Fragmentary signs point to another economic downturn. Here are my non-economist’s fears regarding what could turn a moderate recession into one rivaling 2008.

1. New investment gimmick. Before the 2008 financial collapse, investors ignored the risk in subprime home mortgages bundled as “collateralized debt obligations” and sold like bonds. When, like Wile E. Coyote, investors realized these were unsupported, they went “splat.” The wounded U.S. economy, even with massive bailouts, was slow to recover.

Since then, the gimmick has been “collateralized loan obligations,” like CDOs but based on banks’ big, risky “leveraged loans” to underwrite corporate takeovers. The banks do not retain the loans — which top $1 trillion — but immediately sell slices to hedge funds and mutual funds. Like CDOs, CLOs conceal risk because several loans are bundled into one fund so holders can’t tell good loans from bad, making them unsellable in a downturn because no one can say what they’re worth. Post-2008 regulations are largely bypassed. Top investment banks are bigger than ever.

2. Buy high, sell low. Most of Trump’s corporate tax cuts have gone to buy back stocks rather than productive investment. Buybacks keep a company’s stock high, thus rewarding executives whose bonuses are based on stock values. This gives them a perverse incentive to buy back company shares even if they’re high.

In a downturn, bought-back shares may devalue and “marked to market” below their purchase price, shrinking corporate net worth. If corporations have to sell shares to raise capital, they’ll take a hit. I always heard you were supposed to buy low and sell high. We could see that reverse, making some corporations poorer or even bankrupt.

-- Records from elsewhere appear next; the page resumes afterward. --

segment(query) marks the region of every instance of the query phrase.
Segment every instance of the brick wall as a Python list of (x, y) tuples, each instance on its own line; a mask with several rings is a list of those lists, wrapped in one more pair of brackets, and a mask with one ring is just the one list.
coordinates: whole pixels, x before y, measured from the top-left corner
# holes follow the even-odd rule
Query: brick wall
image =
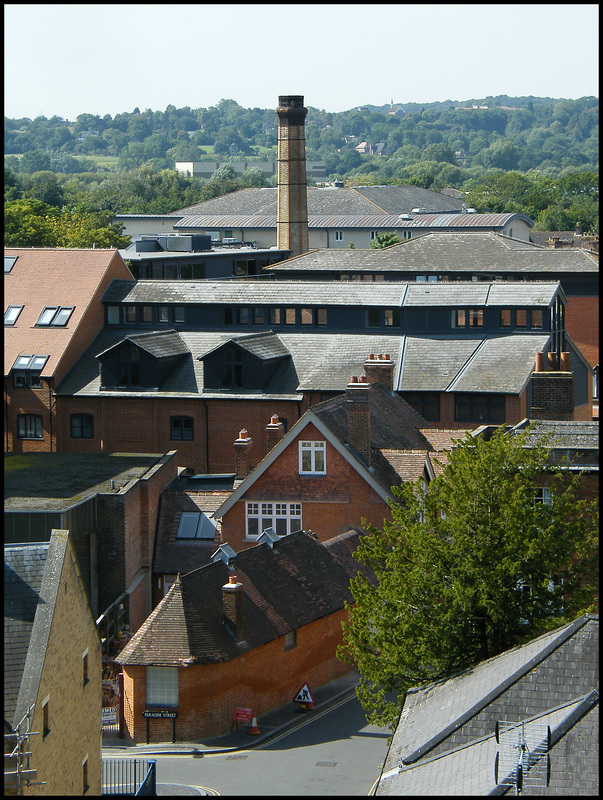
[[(59, 450), (67, 452), (167, 453), (177, 450), (178, 466), (197, 473), (234, 472), (233, 443), (241, 428), (249, 431), (254, 464), (269, 447), (266, 426), (273, 414), (290, 428), (307, 403), (272, 400), (203, 400), (157, 397), (59, 397)], [(92, 414), (94, 437), (71, 438), (71, 415)], [(207, 417), (206, 417), (207, 415)], [(170, 438), (170, 418), (193, 418), (193, 440)]]
[[(297, 646), (285, 650), (284, 637), (258, 647), (232, 661), (178, 668), (179, 705), (176, 740), (190, 741), (230, 731), (237, 706), (254, 716), (291, 703), (304, 683), (310, 693), (353, 669), (339, 661), (342, 610), (305, 625), (297, 631)], [(146, 742), (145, 668), (124, 666), (124, 711), (128, 738)], [(150, 741), (171, 741), (172, 722), (150, 721)]]
[(348, 461), (327, 442), (327, 474), (299, 474), (299, 441), (324, 440), (314, 425), (307, 425), (245, 493), (242, 500), (222, 519), (222, 541), (238, 552), (251, 547), (255, 541), (245, 539), (245, 503), (301, 502), (302, 525), (321, 541), (344, 533), (366, 519), (371, 525), (383, 527), (391, 519), (389, 507)]
[(532, 419), (574, 419), (574, 376), (571, 372), (532, 373)]
[[(101, 646), (78, 569), (68, 548), (44, 657), (30, 739), (32, 765), (45, 786), (25, 795), (83, 794), (82, 762), (88, 756), (91, 795), (101, 793)], [(88, 650), (89, 682), (83, 682)], [(50, 733), (43, 736), (42, 703), (48, 698)]]
[(98, 497), (99, 608), (129, 593), (130, 632), (152, 610), (151, 571), (161, 492), (176, 478), (176, 451), (166, 453), (141, 479)]
[[(42, 379), (40, 389), (15, 388), (13, 377), (4, 379), (4, 450), (7, 453), (46, 453), (56, 449), (56, 424), (51, 419), (54, 381)], [(42, 417), (42, 439), (20, 439), (18, 416), (39, 414)]]
[(568, 297), (565, 329), (591, 367), (599, 363), (599, 298)]

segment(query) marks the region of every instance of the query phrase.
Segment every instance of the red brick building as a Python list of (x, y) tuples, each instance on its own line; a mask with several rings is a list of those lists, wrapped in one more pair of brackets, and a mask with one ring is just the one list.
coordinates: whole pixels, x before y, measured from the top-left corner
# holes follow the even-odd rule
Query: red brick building
[(127, 737), (218, 736), (239, 706), (259, 716), (349, 672), (336, 649), (359, 535), (264, 537), (179, 577), (118, 657)]
[[(248, 471), (247, 431), (235, 441), (243, 480), (214, 512), (222, 541), (239, 551), (272, 528), (286, 536), (311, 530), (321, 541), (353, 527), (383, 527), (391, 519), (392, 486), (434, 476), (431, 457), (469, 428), (439, 431), (391, 391), (393, 363), (369, 358), (366, 376), (353, 377), (343, 395), (313, 406), (283, 436), (276, 415), (267, 426), (275, 445)], [(383, 382), (381, 382), (381, 380)]]
[[(132, 275), (117, 250), (4, 249), (4, 451), (60, 448), (54, 389), (105, 324), (101, 297)], [(73, 449), (90, 418), (68, 420)]]

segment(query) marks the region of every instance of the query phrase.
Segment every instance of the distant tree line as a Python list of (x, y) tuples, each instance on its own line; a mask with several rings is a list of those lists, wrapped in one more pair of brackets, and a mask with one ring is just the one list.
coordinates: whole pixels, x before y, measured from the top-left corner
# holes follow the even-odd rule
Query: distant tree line
[[(598, 112), (594, 97), (499, 96), (337, 114), (309, 107), (306, 157), (325, 161), (328, 180), (454, 187), (478, 211), (523, 211), (536, 230), (580, 223), (598, 233)], [(265, 186), (259, 168), (236, 177), (229, 161), (277, 156), (274, 109), (234, 100), (114, 118), (80, 114), (75, 122), (5, 117), (4, 130), (5, 204), (33, 200), (55, 209), (53, 218), (77, 211), (98, 224), (111, 214), (166, 213)], [(383, 142), (384, 155), (359, 153), (359, 142), (373, 150)], [(203, 160), (223, 162), (208, 181), (174, 168)]]

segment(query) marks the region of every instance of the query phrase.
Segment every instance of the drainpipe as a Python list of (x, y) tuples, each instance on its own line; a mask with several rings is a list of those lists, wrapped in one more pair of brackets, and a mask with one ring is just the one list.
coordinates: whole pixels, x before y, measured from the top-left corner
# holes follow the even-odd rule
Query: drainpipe
[(207, 400), (204, 397), (199, 398), (203, 403), (203, 407), (205, 408), (205, 472), (209, 472), (209, 419), (208, 419), (208, 408), (207, 408)]
[(8, 392), (6, 391), (6, 383), (4, 384), (4, 430), (6, 431), (6, 451), (8, 450)]

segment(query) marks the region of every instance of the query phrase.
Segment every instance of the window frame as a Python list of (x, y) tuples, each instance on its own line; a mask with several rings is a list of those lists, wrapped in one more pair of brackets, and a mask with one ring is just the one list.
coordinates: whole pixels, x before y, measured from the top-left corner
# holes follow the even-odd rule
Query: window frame
[[(23, 311), (23, 306), (9, 306), (4, 312), (4, 324), (7, 328), (12, 328), (17, 324), (19, 314)], [(11, 313), (12, 312), (12, 313)]]
[[(457, 392), (454, 395), (454, 421), (455, 422), (476, 422), (477, 424), (502, 424), (505, 422), (506, 416), (506, 395), (504, 394), (490, 394), (487, 392)], [(466, 406), (470, 410), (468, 417), (462, 417), (459, 414), (459, 406)], [(486, 415), (478, 417), (477, 413), (480, 405), (486, 406)], [(500, 418), (497, 417), (496, 413)]]
[(281, 538), (303, 530), (302, 513), (302, 503), (297, 500), (248, 500), (245, 539), (257, 541), (266, 528), (272, 528)]
[[(299, 445), (299, 474), (300, 475), (326, 475), (327, 474), (327, 443), (324, 439), (300, 439)], [(309, 454), (310, 469), (304, 468), (304, 460)], [(322, 455), (322, 466), (317, 467), (318, 458)]]
[[(76, 424), (79, 421), (79, 425)], [(79, 434), (75, 431), (79, 428)], [(72, 414), (70, 418), (72, 439), (94, 439), (94, 416), (92, 414)]]
[(178, 708), (178, 667), (145, 668), (146, 708)]
[[(186, 424), (185, 424), (186, 423)], [(188, 424), (190, 423), (190, 425)], [(177, 430), (180, 430), (182, 435), (175, 436)], [(184, 432), (190, 429), (190, 436), (185, 436)], [(171, 442), (194, 442), (195, 441), (195, 424), (194, 417), (187, 414), (174, 414), (170, 417), (170, 441)]]
[[(23, 422), (22, 422), (23, 421)], [(32, 425), (33, 423), (33, 425)], [(31, 429), (35, 433), (31, 434)], [(38, 436), (38, 430), (40, 434)], [(44, 419), (41, 414), (17, 414), (17, 438), (40, 441), (44, 438)]]
[(35, 327), (66, 328), (74, 311), (75, 306), (44, 306)]

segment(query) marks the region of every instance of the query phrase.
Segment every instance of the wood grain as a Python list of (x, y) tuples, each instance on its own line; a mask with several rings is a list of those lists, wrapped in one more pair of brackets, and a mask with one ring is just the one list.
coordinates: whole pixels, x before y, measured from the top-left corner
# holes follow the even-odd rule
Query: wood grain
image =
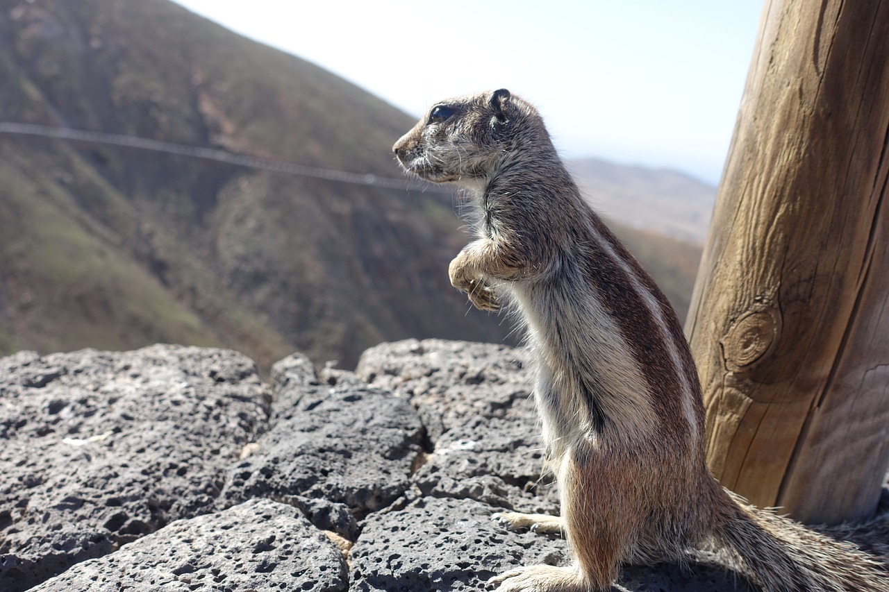
[(805, 522), (889, 466), (889, 5), (766, 2), (686, 333), (708, 462)]

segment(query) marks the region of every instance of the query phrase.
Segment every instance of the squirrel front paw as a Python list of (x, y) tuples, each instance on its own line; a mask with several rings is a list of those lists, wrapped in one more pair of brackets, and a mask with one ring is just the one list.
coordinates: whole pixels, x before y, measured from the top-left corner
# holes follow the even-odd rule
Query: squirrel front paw
[(471, 268), (465, 264), (466, 258), (461, 252), (451, 261), (448, 276), (451, 285), (461, 292), (465, 292), (469, 301), (479, 310), (497, 312), (501, 308), (497, 291), (488, 285), (487, 282)]

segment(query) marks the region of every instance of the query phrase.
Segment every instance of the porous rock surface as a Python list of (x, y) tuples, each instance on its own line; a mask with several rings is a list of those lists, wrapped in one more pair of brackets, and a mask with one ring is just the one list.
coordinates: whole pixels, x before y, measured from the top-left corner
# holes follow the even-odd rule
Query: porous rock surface
[(203, 511), (269, 400), (252, 361), (230, 351), (0, 359), (0, 589)]
[(132, 592), (348, 589), (336, 545), (300, 510), (262, 499), (178, 520), (32, 589), (115, 590), (124, 581)]
[[(529, 363), (409, 340), (264, 386), (218, 349), (0, 359), (0, 589), (482, 590), (565, 564), (491, 519), (558, 511)], [(752, 588), (700, 556), (616, 589)]]

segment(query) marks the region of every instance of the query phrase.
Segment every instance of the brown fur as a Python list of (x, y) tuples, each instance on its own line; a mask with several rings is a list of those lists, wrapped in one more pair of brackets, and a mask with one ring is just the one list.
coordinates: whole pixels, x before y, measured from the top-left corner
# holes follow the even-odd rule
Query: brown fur
[(508, 91), (437, 104), (393, 147), (410, 172), (472, 195), (477, 239), (451, 262), (472, 303), (517, 311), (576, 565), (493, 580), (502, 591), (609, 589), (624, 563), (717, 547), (769, 591), (889, 590), (869, 556), (744, 504), (710, 476), (704, 409), (681, 326), (654, 282), (584, 203), (542, 120)]

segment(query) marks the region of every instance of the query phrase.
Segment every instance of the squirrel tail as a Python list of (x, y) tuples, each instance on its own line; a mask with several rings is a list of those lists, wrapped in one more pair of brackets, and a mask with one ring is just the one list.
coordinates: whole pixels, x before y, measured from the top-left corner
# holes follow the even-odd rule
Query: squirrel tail
[(718, 497), (714, 542), (765, 592), (889, 591), (885, 566), (851, 543), (749, 506), (727, 490)]

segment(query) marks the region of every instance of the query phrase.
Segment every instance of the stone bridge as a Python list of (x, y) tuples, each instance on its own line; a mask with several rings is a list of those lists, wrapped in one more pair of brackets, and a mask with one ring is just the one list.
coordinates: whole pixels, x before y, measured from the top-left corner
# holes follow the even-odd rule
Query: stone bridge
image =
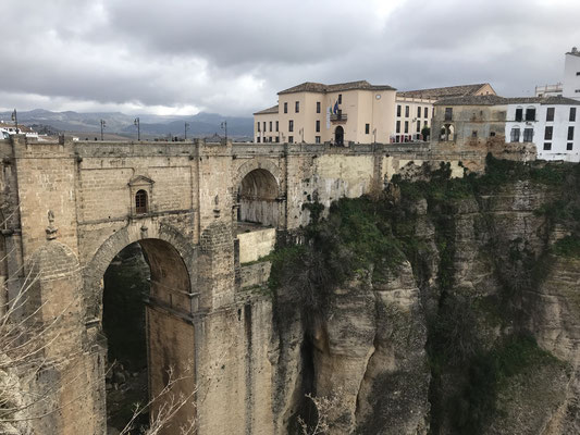
[[(198, 433), (275, 434), (273, 370), (279, 344), (271, 300), (256, 288), (269, 265), (254, 262), (306, 225), (303, 204), (358, 197), (409, 162), (461, 161), (476, 152), (429, 145), (256, 145), (194, 142), (28, 142), (0, 140), (2, 304), (29, 276), (24, 311), (52, 324), (41, 366), (22, 388), (36, 434), (99, 434), (106, 428), (107, 340), (103, 274), (138, 243), (150, 266), (147, 300), (149, 391), (192, 396), (174, 422)], [(248, 224), (248, 222), (250, 224)], [(195, 395), (194, 395), (195, 391)], [(176, 433), (169, 430), (168, 433)]]

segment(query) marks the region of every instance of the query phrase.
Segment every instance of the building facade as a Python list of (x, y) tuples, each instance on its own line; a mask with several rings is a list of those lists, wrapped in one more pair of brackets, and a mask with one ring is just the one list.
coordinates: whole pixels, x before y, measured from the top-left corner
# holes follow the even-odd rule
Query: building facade
[(580, 101), (580, 51), (576, 47), (566, 53), (563, 96)]
[(538, 159), (580, 161), (580, 100), (507, 99), (506, 141), (533, 142)]
[(489, 83), (417, 89), (397, 92), (394, 142), (428, 140), (425, 128), (431, 127), (433, 104), (442, 98), (496, 95)]
[(490, 84), (395, 92), (366, 80), (303, 83), (282, 90), (279, 104), (254, 114), (256, 142), (338, 145), (428, 140), (433, 104), (441, 98), (495, 95)]
[(307, 82), (277, 95), (277, 105), (254, 114), (256, 142), (384, 144), (393, 136), (391, 86)]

3. No limit on federal debt. Since the dire (mostly Republican) predictions of deficits spurring inflation and forming dangerous national debt have proved wrong, some economists now claim that deficits and debt don’t count; they are in our own currency, which foreigners love to buy. Besides, we need major federal spending in infrastructure, education and technology.

U.S. debt has not reached a tipping point into inflation and decline, but let’s not push it too far. Deficit reduction via economic growth is unrealistic; 2 percent growth seems more likely than 4. Congress, too cowardly to cut spending or raise taxes much, gives Washington permanent paralysis, so debt has nowhere to go but up. Eventually, we could find the tipping point.

Debt limits are unknowable. U.S. public debt now tops 100 percent of GDP with nothing bad happening. China’s and Japan’s debts are well over 200 percent, but RMB and yen are minor reserve currencies in world trade, some two-thirds of which is denominated in U.S. dollars. Loss of dollar credibility would accelerate use of other currencies in global trading, diminishing the privileged U.S. position as the world’s banker.

4. Too much liquidity. America’s best-off do not know what to do with their abundant cash. There’s no good, safe place to put it. Like a herd of buffalo, they thunder across the investment landscape searching for the next big thing (hey, how about Theranos?). Every time they think they’ve found one, they pump it so full of cash that they create a bubble.

The Fed monitors bubbles but can’t always deflate them. Years in advance, they worried about a housing bubble, but Congress allowed other agencies to work around Fed warnings. Trump is politicizing the Fed with partisan appointees who vow to keep interest rates low, maybe too low. Last year’s liquidity wave brought a “sugar high” but not a production boom. One economist sees asset inflation (chiefly real estate and stocks) producing a “wealth bubble.” Its bursting would sharply reduce the consumer spending that drives the U.S. economy.

5. Unsafe offshore havens. Many of America’s wealthiest, to avoid taxes, sneak their cash into banks on small Caribbean islands, often under the cover of shell corporations. Clever tax lawyers advise them it’s perfectly safe. But is it?

Do these banks skim deposits or lend recklessly? Could bad loans bankrupt them? No one will bail depositors out. The Cayman Islands does not insure accounts. Well, at least depositors could claim tax losses. Oh? Since shell-corporation accounts hide owners’ names, how can they prove the loss is theirs? And if they can show it’s really theirs, they’ve been violating the law that requires declaring such accounts every year. Might almost be worth paying taxes.

6. Increased inequality. The major gains of our top winners, recipients of the biggest tax cuts, have kicked up income inequality to Gilded Age levels. Much of the bottom half, the “precariat,” are one paycheck away from broke. Their buying would shrink in a downturn, deepening it. Especially dangerous for them: repeal of Obamacare.

Do we have the laws, institutions and will to avoid sleepwalking into another meltdown?